We moved up to the 5th floor and started Skye’s therapy that week. She did physical, occupational, speech and music therapy every day until 3:00. She was a busy little girl. When we went up to the 5th floor she was unable to hold her head up, drink clear liquids, or eat food that was not pureed. The therapists diligently worked with her and got her back to her own level.

I recall one day where I was so discouraged and sad, not knowing if I would ever see my little girl smile again. It had been weeks and I still did not see her focus on an object or crack any sort of an expression on her face. I cried myself to sleep the night before Easter, and just prayed to God to show me some hope and to just let me see her beautiful smile again. When I awoke I heard, “Mama!” and I looked up and Skye was looking over at me with the biggest grin on her face, and she actually started to giggle. I was so excited, I jumped out of bed and ran to her side and we played all morning. My little girl had come back to me, and my prayers had been answered. The best Easter ever! Thank you Jesus.

She was on the 5th floor for 2 weeks and then they let us have a weekend pass. We went to Crown Center and showed her the water fountains and then took her to the shopping center to look around. We got back and we took her to play in the toy room. She had such a lovely time. It made her very tired, and sleep fastly approached. That was also my first time of getting out of the hospital, because for the 3 weeks of her hospital stay, I would not leave her side. It felt weird going outside after 3 weeks. I didn’t even know what the outside of the hospital looked like.

Skye did amazing in her therapies. She went from newborn stage to 19 months in 2 weeks. I am so impressed by her willingness to keep going, and always keep that beautiful smile on her face.
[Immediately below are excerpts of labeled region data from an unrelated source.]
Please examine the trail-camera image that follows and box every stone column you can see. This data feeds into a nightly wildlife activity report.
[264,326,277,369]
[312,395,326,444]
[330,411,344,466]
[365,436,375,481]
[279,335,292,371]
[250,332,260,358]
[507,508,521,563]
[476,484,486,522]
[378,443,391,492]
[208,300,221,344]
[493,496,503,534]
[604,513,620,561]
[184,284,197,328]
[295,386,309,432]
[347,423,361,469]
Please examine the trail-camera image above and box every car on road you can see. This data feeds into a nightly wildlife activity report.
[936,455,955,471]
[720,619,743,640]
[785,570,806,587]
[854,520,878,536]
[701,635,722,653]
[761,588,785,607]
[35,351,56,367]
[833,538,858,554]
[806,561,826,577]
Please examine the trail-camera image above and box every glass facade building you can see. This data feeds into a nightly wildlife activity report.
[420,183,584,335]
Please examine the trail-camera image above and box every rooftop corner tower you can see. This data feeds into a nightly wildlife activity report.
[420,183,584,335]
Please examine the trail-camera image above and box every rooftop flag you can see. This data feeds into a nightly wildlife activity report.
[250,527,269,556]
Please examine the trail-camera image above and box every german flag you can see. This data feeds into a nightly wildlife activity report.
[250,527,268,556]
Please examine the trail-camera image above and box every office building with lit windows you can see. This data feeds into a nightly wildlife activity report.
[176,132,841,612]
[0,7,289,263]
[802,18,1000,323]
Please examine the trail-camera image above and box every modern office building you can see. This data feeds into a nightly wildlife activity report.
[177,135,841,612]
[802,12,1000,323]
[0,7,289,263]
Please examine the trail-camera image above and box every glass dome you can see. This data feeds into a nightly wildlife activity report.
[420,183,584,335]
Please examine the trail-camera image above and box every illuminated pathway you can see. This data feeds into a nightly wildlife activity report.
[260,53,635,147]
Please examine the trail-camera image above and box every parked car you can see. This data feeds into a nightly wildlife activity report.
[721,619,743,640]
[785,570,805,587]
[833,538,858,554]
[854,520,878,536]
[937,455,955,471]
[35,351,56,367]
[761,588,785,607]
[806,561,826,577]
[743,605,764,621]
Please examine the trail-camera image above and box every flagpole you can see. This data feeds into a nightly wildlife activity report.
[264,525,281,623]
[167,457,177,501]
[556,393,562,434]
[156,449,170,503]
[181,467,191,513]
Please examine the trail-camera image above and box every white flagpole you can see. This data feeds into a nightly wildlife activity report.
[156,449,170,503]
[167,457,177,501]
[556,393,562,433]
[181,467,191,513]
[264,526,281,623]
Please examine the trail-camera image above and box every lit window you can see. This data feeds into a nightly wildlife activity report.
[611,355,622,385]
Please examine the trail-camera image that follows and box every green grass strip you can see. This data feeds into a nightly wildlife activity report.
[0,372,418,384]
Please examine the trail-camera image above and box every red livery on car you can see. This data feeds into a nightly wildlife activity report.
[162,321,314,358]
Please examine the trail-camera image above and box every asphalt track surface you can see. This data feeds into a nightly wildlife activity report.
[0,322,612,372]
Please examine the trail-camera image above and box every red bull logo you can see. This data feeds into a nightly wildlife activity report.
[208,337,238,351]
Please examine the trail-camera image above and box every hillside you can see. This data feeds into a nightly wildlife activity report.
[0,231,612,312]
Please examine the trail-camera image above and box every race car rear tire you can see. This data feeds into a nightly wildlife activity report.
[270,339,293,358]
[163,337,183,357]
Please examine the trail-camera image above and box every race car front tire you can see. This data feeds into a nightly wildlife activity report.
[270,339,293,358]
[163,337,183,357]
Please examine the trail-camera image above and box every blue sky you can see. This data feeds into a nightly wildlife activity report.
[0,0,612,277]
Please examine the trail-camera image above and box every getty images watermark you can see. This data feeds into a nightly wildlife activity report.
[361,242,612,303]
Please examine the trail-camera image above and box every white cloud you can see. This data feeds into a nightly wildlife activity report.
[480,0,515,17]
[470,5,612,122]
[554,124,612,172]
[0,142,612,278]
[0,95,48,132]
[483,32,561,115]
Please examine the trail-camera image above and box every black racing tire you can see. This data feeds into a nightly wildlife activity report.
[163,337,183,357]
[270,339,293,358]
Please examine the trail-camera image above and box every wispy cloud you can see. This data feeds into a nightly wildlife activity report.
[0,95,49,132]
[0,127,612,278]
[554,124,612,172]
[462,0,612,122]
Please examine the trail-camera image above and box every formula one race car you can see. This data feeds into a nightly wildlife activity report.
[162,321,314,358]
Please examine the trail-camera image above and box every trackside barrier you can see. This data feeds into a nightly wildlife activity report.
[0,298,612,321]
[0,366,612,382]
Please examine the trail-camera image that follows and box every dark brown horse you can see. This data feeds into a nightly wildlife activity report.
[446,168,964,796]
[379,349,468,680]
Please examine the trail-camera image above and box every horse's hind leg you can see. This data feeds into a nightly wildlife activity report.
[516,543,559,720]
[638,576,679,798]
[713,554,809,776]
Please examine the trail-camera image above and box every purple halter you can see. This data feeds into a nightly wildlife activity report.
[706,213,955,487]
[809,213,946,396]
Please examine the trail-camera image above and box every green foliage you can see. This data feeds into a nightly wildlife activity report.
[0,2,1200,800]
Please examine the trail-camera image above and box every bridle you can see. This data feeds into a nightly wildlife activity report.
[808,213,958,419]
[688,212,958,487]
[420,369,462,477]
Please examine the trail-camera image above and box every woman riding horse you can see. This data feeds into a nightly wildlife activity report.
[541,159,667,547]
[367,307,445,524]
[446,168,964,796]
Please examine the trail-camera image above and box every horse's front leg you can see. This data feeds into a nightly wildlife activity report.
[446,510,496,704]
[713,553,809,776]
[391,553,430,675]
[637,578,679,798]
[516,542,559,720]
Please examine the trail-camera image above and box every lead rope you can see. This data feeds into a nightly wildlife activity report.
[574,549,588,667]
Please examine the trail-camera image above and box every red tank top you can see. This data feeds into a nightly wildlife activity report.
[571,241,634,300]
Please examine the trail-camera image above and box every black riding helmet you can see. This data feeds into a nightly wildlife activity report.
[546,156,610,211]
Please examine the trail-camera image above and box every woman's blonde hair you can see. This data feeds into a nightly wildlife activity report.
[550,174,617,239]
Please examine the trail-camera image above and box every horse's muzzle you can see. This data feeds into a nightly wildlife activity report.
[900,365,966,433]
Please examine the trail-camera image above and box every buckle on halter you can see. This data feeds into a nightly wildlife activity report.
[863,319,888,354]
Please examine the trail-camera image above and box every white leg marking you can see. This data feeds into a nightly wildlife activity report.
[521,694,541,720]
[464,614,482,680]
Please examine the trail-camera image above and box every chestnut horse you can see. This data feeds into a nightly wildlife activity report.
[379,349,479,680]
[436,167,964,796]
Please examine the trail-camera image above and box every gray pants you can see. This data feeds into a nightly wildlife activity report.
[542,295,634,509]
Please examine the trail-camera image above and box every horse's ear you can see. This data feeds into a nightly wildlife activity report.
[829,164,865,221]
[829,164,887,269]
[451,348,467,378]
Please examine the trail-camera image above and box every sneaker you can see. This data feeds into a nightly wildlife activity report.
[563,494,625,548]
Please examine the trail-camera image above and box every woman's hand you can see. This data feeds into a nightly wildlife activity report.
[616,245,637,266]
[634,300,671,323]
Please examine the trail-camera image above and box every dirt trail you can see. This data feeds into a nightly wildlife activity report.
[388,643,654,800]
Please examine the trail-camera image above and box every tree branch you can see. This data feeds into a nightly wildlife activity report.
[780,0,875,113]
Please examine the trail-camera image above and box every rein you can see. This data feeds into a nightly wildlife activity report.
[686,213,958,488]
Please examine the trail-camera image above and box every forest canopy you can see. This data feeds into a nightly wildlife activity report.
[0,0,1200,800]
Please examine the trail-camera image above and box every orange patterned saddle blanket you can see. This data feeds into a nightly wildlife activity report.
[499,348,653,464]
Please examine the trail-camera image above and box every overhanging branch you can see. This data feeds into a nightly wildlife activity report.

We got discharged on April 19th, 2012. That same morning the Rehabilitation staff picked Skye out of all the patients they work with to meet the CEO/Owner of Children’s Mercy. They got to show her off, and all the wonderful things she had been doing. Skye hammed it up. She blew kisses, she threw the ball to her, and she would give her hugs. I found it to be humorous, and also just so amazing. My little girl was finally being able to do the things she did before.

That same afternoon we moved over to the Ronald McDonald House. I felt so lost and sad leaving the hospital and all the staff that we had gotten to know and love. Skye constantly wanted to run around, and that made me so nervous because there were so many sharp objects. My heart would literally stop beating every time she tripped. She started working at the Rehab Institute of KC on April 23rd, and from there on out she has been improving every step of the way! I am so amazed at her progress and how far she has come. I can’t imagine where my life would be without her by my side. It’s a wonderful feeling to be told that my daughter will not make it and then be told that she is breathing on her own.

I have had a lot of ups and downs, but I truly believe that this is the will of God. He opened my eyes to many things, and has showed me that no matter what his love is far greater than any love I can imagine. He let me keep my baby girl, and I feel so special for that. Skye is my saving grace, and she has pulled me closer to God. Because I know that through faith, and prayer Skye is alive and well. I am forever grateful.